US-Fluglärm, Thema im Kreistag

US-Fluglärm im Kreistag: „Zielkonflikt im Sinne der Bürger lösen“

Nach Dieselverboten in Großstädten: DIE LINKE. Kreisverband Ansbach/Weißenburg-Gunzenhausen fordert Flugverbote für „fliegende Dreckschleudern“ aus Katterbach

Das Eingeständnis der Verantwortlichen, dass ein Überflugverbot von Wohngebieten „unmöglich“ sei, macht deutlich, dass der Zielkonflikt zwischen Übungen der US-Hubschrauber und der Gesundheit der Bevölkerung nicht zu lösen ist. DIE LINKE im Landkreis Ansbach appelliert an Landrat Dr. Ludwig und den Kreistag, bei diesem Konflikt im Sinne der Bürger zu handeln: Ein Nachtflugverbot und ein Überflugverbot hat bereits die Stadt Ansbach 2009 beschlossen, die Stadt Bad Windsheim 2017 in ähnlicher Deutlichkeit eine Entlastung gefordert – jeweils mit einstimmigen Beschlüssen. „Der Landkreis Ansbach muss den Schulterschluss mit den Städten suchen. Ein gemeinsames Vorgehen der Region erhöht die Chancen auf Änderung der Flugbestimmungen des Bundes im Interesse der Anwohner“, erklärt Kreissprecher Michael Beuckert.

Mit Blick auf das Urteil zum Dieselfahrverbot fordert DIE LINKE. Flugverbote für die „fliegenden Dreckschleudern“ aus Katterbach und Illesheim. Ein Hubschrauber der US-Army verschmutze die Luft in nur einer Stunde stärker als ein Durchschnitts-Diesel in drei bis vier Jahren.

Gesundheit, saubere Luft und Ruhe seien wichtiger als das fokussieren auf Profite für Wenige.

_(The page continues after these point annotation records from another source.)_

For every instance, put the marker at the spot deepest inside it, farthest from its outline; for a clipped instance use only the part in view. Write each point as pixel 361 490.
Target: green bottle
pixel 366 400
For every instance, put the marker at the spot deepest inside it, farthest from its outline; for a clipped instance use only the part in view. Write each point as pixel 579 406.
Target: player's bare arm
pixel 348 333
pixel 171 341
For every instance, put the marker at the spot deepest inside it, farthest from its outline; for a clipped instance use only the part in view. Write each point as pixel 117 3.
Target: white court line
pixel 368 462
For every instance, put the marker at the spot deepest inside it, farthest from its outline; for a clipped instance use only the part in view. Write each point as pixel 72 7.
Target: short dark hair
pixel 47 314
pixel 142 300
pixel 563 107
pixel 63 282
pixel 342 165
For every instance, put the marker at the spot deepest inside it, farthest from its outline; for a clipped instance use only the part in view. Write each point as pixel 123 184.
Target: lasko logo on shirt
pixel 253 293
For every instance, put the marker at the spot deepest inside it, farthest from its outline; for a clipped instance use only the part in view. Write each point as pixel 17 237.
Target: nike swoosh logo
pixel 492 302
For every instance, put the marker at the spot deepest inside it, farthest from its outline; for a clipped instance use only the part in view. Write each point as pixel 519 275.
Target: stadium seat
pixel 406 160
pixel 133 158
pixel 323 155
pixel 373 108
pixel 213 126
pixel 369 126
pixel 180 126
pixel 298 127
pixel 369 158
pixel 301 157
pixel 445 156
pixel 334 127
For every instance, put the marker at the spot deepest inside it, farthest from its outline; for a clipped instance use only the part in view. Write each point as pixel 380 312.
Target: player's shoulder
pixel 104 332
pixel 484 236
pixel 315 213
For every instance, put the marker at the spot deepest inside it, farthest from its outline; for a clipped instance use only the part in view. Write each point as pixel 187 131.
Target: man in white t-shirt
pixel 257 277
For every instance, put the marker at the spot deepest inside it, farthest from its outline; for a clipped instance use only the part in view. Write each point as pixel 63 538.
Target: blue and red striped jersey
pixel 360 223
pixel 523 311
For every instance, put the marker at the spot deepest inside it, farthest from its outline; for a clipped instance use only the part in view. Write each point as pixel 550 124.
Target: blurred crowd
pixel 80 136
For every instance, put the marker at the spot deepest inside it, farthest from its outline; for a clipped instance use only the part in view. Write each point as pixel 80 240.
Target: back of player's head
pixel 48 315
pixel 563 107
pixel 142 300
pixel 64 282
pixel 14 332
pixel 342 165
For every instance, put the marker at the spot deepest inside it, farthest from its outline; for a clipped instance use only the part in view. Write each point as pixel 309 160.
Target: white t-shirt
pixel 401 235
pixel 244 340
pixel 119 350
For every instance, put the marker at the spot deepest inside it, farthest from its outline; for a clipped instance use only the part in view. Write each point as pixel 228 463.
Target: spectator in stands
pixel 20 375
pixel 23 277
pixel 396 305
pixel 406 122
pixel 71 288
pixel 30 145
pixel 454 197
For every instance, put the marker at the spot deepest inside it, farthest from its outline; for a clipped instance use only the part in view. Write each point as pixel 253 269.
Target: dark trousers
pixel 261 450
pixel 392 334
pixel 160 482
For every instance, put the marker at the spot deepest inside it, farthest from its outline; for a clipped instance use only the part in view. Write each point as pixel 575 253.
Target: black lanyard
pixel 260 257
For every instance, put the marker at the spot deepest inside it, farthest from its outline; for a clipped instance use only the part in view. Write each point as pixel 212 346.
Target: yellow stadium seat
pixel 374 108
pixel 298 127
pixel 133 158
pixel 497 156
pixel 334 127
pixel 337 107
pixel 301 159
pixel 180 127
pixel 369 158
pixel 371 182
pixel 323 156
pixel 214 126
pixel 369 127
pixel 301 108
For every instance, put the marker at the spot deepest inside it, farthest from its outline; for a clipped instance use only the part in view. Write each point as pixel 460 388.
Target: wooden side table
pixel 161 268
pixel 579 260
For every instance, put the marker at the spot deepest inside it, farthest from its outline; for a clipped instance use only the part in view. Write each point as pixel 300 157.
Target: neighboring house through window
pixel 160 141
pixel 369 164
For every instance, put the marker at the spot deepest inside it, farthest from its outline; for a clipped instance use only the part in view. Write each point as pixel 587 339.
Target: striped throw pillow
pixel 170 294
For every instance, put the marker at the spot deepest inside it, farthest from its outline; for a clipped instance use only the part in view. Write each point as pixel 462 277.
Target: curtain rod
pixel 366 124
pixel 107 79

Ebenso sei der sicherheitspolitische Aspekt an den Haaren herbei gezogen, denn die Kasernen dienten zum einen als Sprungbrett und Drehscheibe für Manöver an der russischen Grenze und zum anderen würden uns im sogenannten Ernstfall die stationierten Kräfte vor Ort nicht schützen sondern seien als mögliche Angriffsziele ein zusätzlicher Risikofaktor.